Perché l’anomalia italiana non consente alla gente di essere correttamente informata, tutto viene minimizzato, relativizzato e svuotato di senso. Ovviamente questa anomalia è il controllo quasi totale dei mezzi di comunicazione, se non fosse patetico farebbe ridere lo spettacolo di menti brillanti costrette a fare i salti mortali per giustificare l’ingiustificabile. E poi non c’è rivolta perché siamo un paese di vecchi.

Gli artisti e gli intellettuali che hanno peso nell’opinione pubblica potrebbero dare una mano per scuotere i giovani a trovare nuove strade per migliorare la nostra società?
Io come molti altri cerco di portare sempre un lume di ragione all’interno del mio lavoro, tuttavia la famosa anomalia a livello di gestione dell’informazione, porta molti artisti all’autocensura. Altri hanno l’impressione di combattere contro mulini a vento.

Cosa si aspetta dal futuro?
Attendo con ansia un rivolgimento illuminista, altrimenti non vedo altre vie d’uscita.

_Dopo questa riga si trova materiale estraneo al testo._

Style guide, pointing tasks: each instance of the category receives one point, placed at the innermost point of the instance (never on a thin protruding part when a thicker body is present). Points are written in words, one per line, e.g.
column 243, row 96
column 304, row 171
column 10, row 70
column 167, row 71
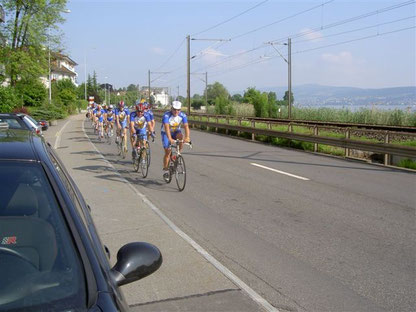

Per me Liberté, Egalité e Fraternité rimangono il fondamento della democrazia.

Nella sua carriera che peso hanno avuto il caso, la fortuna e il destino?
Non so se siano state queste cose o il talento, ma aver firmato il mio primo contratto a 21 anni con la Numero1 di Battisti, aver in quell’occasione conosciuto Demetrio Stratos e averlo seguito alla Cramps e da lì essere scelto da Fabrizio De André per aprire la sua prima tournée nei Palasport, rappresenta una serie di eventi difficilmente ripetibile ai giorni nostri, nell’ambiente musicale attuale, dove queste cose avvengono per calcolo e non più per ispirazione.

Lei è sopravvissuto a 40 anni di rock. Come è cambiato, questo, ai suoi occhi?
Il rock è diventato una musica “classica” come il blues e il jazz. Mi stupisco del fatto che giovani musice isti che suonano con me abbiano gli stessi miti e maestri che avevo io alla loro età… Forse la nuova frontiera potrebbe stare nella musica classica contemporanea, come in Sentieri selvaggi, lo straordinario ensèmble, mio omaggio a Vladimir Vysotsky, il grande cantautore ribelle sovietico.

C’è qualche giovane che lei considera di talento?
I primi a venirmi in mente sono Caparezza, Silvestri, Bersani, la Consoli anche se girano intorno alla quarantina e i talent show non offrono un valido ricambio. Tuttavia trovo pregevole l’iniziativa del Mei (Meeting etichette indipendenti, ndr) della “Leva cantautorale degli anni Zero”, un doppio Cd che vuole essere una vetrina di rappresentanza della nuova canzone d’autore degli ultimi anni.